Eight years in the Marine Corps comes with plenty of certainty: where you’re sleeping, when you’re eating, with whom you’re sharing your living quarters. The progression from Marine to UNLV student comes with it’s own proscriptions: what classes to take, what requirements to satisfy.
So when Bruno Moya, who joined the Marines in 2001 and received his master of sociology degree in May, finally had his paper in hand, it was a bit of a moment.
“The day came when I graduated, and it was, 'Holy crap, I need to get a job,'” Moya said. “My wife was like, ‘Yeah, you do. Can't stay here forever, buddy.'”
He may not stay on campus forever, but as the interim president of the newly formed Rebel Veterans Alumni Club, Moya is staying involved with UNLV well after graduation.
Oct. 13 saw the first official Rebel Veteran Engage Breakfast, a once-per-semester networking event for current and former UNLV vets. About 180 student, alumni, and staff dedicated to veterans services came to the Richard Tam Alumni Center to hear about the opportunities available to veterans in Las Vegas. The initiative is part of the UNLV Alumni Association's efforts to diversify its programming for its increasingly diverse base of graduates.
“If you're a young vet going to school, you could be sitting across the table from an older guy who's a veteran and is now the CEO of a large organization,” said Ross Bryant, director of UNLV's Military and Veteran Services Center, said of the new program. “It's that networking piece that is the critical part.”
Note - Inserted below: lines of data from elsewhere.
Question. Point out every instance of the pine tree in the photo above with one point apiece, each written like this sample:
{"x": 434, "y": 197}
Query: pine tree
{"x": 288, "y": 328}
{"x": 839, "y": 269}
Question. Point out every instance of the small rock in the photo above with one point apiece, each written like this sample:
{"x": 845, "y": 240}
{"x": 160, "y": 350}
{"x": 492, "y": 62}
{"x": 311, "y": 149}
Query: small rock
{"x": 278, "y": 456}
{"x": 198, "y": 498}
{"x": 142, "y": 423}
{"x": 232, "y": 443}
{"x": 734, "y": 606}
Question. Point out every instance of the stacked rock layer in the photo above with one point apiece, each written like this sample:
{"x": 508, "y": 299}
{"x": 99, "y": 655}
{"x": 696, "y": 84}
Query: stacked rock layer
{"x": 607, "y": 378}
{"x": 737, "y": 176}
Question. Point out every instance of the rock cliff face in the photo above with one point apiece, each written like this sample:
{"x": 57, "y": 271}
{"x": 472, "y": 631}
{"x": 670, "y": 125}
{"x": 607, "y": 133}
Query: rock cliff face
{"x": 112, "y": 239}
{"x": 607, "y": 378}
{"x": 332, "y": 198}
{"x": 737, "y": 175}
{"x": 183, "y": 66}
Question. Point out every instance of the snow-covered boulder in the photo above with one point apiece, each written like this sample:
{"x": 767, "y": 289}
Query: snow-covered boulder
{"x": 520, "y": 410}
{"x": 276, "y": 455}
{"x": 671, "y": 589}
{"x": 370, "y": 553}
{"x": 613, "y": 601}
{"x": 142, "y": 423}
For the first breakfast, the Cosmopolitan of Las Vegas’ Doug McCloskey, a U.S. Army veteran and director of IT quality at the resort, offered gathered veterans the chance to connect with parent company Blackstone’s veterans initiative, which aims to hire 100,000 vets by 2022 across all its businesses.
In 2009, UNLV had around 300 veterans on campus. That number has increased sixfold today to 1,800, with 955 vets now working in the community.
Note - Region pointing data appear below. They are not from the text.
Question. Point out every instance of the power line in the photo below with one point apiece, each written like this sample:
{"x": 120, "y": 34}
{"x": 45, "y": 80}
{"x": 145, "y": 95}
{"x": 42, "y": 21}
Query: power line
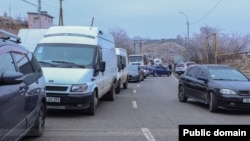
{"x": 210, "y": 11}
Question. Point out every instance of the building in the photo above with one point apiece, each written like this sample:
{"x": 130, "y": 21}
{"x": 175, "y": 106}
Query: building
{"x": 34, "y": 22}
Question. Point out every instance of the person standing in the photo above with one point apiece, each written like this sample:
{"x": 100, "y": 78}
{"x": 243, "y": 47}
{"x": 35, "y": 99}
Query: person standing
{"x": 170, "y": 68}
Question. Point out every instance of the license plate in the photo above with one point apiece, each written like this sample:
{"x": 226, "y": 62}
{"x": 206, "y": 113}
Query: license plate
{"x": 246, "y": 100}
{"x": 53, "y": 99}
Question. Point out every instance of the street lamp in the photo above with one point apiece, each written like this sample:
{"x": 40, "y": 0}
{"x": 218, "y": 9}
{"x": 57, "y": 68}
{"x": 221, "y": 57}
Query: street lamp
{"x": 187, "y": 26}
{"x": 38, "y": 10}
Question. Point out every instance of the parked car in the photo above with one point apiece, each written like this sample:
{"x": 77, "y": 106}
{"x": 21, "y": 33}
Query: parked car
{"x": 135, "y": 73}
{"x": 22, "y": 91}
{"x": 219, "y": 86}
{"x": 181, "y": 67}
{"x": 158, "y": 70}
{"x": 80, "y": 68}
{"x": 122, "y": 69}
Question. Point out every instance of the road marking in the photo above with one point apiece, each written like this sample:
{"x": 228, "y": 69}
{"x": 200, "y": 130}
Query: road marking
{"x": 147, "y": 134}
{"x": 134, "y": 104}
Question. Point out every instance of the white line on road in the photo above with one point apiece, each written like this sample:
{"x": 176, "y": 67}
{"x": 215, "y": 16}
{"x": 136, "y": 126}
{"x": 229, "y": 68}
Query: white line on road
{"x": 147, "y": 134}
{"x": 134, "y": 104}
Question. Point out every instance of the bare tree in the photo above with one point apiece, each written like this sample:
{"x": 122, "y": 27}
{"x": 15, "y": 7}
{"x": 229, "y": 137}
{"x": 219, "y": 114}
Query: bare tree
{"x": 121, "y": 39}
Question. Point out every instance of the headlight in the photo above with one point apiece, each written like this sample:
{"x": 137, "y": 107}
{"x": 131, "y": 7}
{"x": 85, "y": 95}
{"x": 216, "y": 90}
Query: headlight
{"x": 227, "y": 91}
{"x": 79, "y": 88}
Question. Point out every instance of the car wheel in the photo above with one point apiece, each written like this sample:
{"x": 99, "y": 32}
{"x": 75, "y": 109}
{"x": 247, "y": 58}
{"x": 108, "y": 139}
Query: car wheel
{"x": 93, "y": 104}
{"x": 118, "y": 87}
{"x": 125, "y": 85}
{"x": 38, "y": 128}
{"x": 181, "y": 94}
{"x": 212, "y": 102}
{"x": 111, "y": 94}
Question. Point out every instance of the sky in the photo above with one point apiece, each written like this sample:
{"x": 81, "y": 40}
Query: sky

For veterans like Moya, that work has turned on continuing the mission he started when he was president of the Rebel Vets Club. He currently is a workforce case manager at U.S. Vets, a transitional housing service for veterans.
“I've been able to pick up on what I'm really good at,” Moya said. “What you're good at, you stick with that. What you're not good at, you develop over time. Being a Rebel Vet, doing everything I've done, going out to U.S. vets, I've been able to capitalize on my experiences.”
On Nov. 8, Rebel Vets and the Veterans & Military Services Center will hold a ceremony at campus’ Veterans Memorial outside Artemus W. Ham Concert Hall to honor Samantha Bivens, a CSUN senator whose husband, Craig, a Marine Corps veteran, died from pancreatic cancer, ruled a result of complications from serving in Desert Storm.